Saving our free-flowing rivers
24 May 19 - Source: Myanmar Times - When it's too late, we'll realise the signs were obvious. We'll look back at the staggering 83 percent decline in freshwater species populations – more than twice the rate of terrestrial and marine – and wonder why we didn't act to safeguard the rivers and lakes in which these species thrive. We'll remember the Ayeyarwady and Salween that provided the fish and rice for our daily food and wonder why we didn't protect these essential life-supporting arteries of our country. We are at a critical point for deciding the fate of the Ayeyarwady and Salween, and of all rivers worldwide. We need to fully understand and protect their value before it is too late.
For the first time, scientists have comprehensively mapped the state of our world's rivers in a study published in the international science journal Nature. They found that only 37pc of rivers longer than 1000 kilometres remain free-flowing over their entire length and only 23pc flow uninterrupted to the ocean. They are largely in the remote regions of the Arctic and of the Amazon and Congo basins. However, Myanmar is in the unique position of having two – the magnificent Ayeyarwady and Salween. These two rivers are the largest free-flowing rivers left in tropical Asia.
Rivers contribute to economic growth, food security, and human well-being. Globally, 2 billion people rely on rivers for drinking water, 25pc of the world's food production depends on irrigation from rivers and at least 12 million tonnes of freshwater fish are caught each year, providing food and livelihoods for hundreds of millions of people. In Myanmar the Ayeyarwady and Salween feed us, maintaining our fertile deltas, sustaining our unique biodiversity and supporting healthy wetlands that act as a buffer against cyclones.
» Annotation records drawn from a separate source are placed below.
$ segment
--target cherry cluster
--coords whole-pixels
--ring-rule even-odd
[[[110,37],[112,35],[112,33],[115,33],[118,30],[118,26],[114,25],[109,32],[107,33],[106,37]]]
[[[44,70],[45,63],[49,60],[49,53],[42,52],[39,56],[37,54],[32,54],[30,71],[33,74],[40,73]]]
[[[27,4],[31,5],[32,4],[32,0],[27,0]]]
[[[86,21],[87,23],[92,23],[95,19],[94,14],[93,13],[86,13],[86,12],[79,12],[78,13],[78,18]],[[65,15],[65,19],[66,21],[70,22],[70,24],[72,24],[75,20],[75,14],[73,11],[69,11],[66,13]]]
Hydropower poses huge threat
But these rivers are already under pressure and facing huge threats. The study found that dams are the leading cause of connectivity loss in river systems. Dams modify the natural flow of rivers and fragment their habitats. This prevents the free movement of species and disrupts flows of water, nutrients, and sediments, which in turn degrades the natural systems, and ultimately it is us humans that suffer by losing the benefits these natural systems provide. Globally we are now in the middle of a planned hydropower boom, with more than 3700 hydropower dams currently proposed or under construction. In Myanmar as many as 70 dams are proposed. In the coming years, a combination of infrastructure and climate change will further increase the pressures on rivers. Rising temperatures will impact rainfall and flow patterns, water quality, and biodiversity, while dam construction continues to segment rivers, trap sediment, and impede the movement of freshwater species.
We don't have to look far to see examples of those impacts. Although dam developers had promised to mitigate impacts along the Mekong River, its delta in Vietnam is sinking rapidly due to the combined effects of sea level rise, and from erosion caused by massive sand extraction. Scientists project that more than half will be underwater by the end of the century, threatening the livelihoods of millions. Even impacts from dams in Myanmar have started to show. Few people, for example, know that two-thirds of the fish species below Yeywa dam in Mandalay Region have disappeared since its construction.
Thankfully, there is still hope
We should learn from past mistakes around the globe. A new report by WWF and The Nature Conservancy demonstrates how renewable energy can solve the world's climate and energy challenge without sacrificing its remaining free-flowing rivers and the diverse benefits they provide to people and nature. We can build with nature, which safeguards critical resources for humans and nature for generations to come.
We need more sustainable renewable energy options such as solar and wind so that ecosystem health, local livelihoods, and economic development can all flourish. For example, hydropower dams always have environmental and social impacts, especially in tropical rivers. Recent studies have also shown that dams usually run massively over budget – by 96 percent on average – and take much longer to construct than originally scheduled: 44 percent longer on average. As the costs of wind and solar energy options have declined dramatically, Myanmar is able to meet a large proportion of its energy needs without compromising free-flowing rivers, and the communities, cities, river transport, biodiversity, and coastal protection services that rely on them.
We can no longer feign ignorance about the immense importance of large tropical rivers like the Ayeyarwady and Salween. It is of vital importance for Myanmar's people to keep these essential lifelines free-flowing. Government, communities, and the private sector must work together to safeguard the Ayeyarwady and Salween so we can look back without regret, knowing the steps taken today were the right ones – for the people of Myanmar now and for all future generations. – World Wide Fund for Nature-Myanmar
Christy Williams is the country director of WWF-Myanmar.